M&A Advisor Fee Structures
The advisor’s biggest payout comes in the form of a success fee if / when the deal closes. The fee is usually based on the final price of the transaction, subject to certain terms and modifications. This so-called “success fee” is set by the business owner and advisor when they commercialize their relationship. If the agreement calls for a percentage of the price, the advisor has an added incentive to maximize the value for the business owner.
In addition to a success fee, many M&A advisors require retainer fees–either an up-front payment or a monthly installment–while the M&A process is underway. Aside from helping pay out of pocket expenses, the retainer assures commitment by the seller. “It’s a predictable indicator of the seriousness of the owner to follow through on the sale and cuts out business owners that just want to see what their business is worth” says Jeremy Hovater of Sunset Business Advisors.
Preparing the Business for Sale
Considerable work goes into making the target market ready before the marketing package can go out. Clean financial information is critical. Many private company financials may be accurate but have “missing elements,” such as forward-looking business plans or “narratives” to back up the data. Beyond the financials, the advisor will want to assure that any physical facilities or locations look well-maintained. Ensuring that any key customers and suppliers are on board if the selling company changes hands is another vital task, as any buyer will want some degree of assurance that existing customers will remain in a change of control.
Going to Market
In the most visible portion of the process, the advisor “takes the owner’s company to market” and chooses the route that maximizes the chances of success for the business owner. Frequently, that involves some form of process by which the various buyers are contacted and asked to indicate interest at increasing degrees of commitment and seriousness. The advisor should be able to manage this process efficiently, including qualification of the buyers based on expertise, demonstration of seriousness, and capital available to close the deal. Depending on time requirements and special features of the target, a knowledgeable advisor may determine it is better to “show” the property to only one or two potential buyers; in other cases, the advisor may suggest a broader approach. No two processes are the same and therefore should not be treated the same.
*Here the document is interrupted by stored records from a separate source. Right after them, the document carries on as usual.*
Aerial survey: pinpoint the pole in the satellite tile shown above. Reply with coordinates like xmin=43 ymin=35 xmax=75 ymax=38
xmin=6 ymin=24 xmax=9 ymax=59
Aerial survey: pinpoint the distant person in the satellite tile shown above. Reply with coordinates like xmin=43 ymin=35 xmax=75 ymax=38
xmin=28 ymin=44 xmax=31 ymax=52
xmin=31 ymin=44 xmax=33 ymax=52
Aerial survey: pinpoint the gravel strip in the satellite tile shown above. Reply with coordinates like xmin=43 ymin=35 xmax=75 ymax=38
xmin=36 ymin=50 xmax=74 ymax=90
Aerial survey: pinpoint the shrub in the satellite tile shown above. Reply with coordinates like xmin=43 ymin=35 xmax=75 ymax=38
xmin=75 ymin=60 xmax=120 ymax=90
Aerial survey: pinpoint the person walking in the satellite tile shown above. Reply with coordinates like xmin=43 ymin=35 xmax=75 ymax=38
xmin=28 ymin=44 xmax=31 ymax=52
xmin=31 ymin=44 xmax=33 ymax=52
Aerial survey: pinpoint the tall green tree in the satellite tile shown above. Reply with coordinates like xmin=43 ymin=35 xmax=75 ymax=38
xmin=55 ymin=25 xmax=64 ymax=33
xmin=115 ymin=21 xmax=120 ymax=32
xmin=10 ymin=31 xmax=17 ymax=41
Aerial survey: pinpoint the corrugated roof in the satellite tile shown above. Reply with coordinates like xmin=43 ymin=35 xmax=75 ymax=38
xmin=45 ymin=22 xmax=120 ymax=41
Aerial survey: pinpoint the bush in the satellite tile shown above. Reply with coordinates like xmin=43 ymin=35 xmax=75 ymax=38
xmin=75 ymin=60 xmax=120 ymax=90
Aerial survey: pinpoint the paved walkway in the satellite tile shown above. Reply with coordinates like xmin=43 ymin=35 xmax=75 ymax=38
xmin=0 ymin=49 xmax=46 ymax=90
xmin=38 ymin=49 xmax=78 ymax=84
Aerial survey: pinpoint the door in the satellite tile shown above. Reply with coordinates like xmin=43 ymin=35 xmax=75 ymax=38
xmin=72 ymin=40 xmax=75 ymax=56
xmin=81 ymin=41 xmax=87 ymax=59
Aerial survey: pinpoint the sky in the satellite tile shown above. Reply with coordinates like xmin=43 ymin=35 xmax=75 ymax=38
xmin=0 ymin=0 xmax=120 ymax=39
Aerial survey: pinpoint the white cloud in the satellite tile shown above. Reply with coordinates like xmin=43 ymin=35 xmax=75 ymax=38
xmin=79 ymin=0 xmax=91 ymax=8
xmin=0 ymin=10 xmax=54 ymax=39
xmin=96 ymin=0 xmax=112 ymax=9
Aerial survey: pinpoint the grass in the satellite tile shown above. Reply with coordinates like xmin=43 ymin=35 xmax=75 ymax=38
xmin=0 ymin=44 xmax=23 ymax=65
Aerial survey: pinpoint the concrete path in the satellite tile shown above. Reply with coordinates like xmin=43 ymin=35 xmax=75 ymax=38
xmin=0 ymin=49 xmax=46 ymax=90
Whether approaching a large buyer population or a few, the M&A advisor prepares a Confidential Business Review, often called a “marketing package” that includes significant financial, operations, and strategic information about the selling company.
Closing the Deal
Finally, a selling client should be confident the advisor can help with final negotiation of deal terms, including structures, escrows, seller financing, earn outs, and other key issues. If it takes contingent payments to get the deal done, the advisor should be able to guide those decisions. If non-price considerations such as non-compete agreements are critical, or if an employment or consulting contract for the selling owner is needed, the advisor should be able to help with these as well.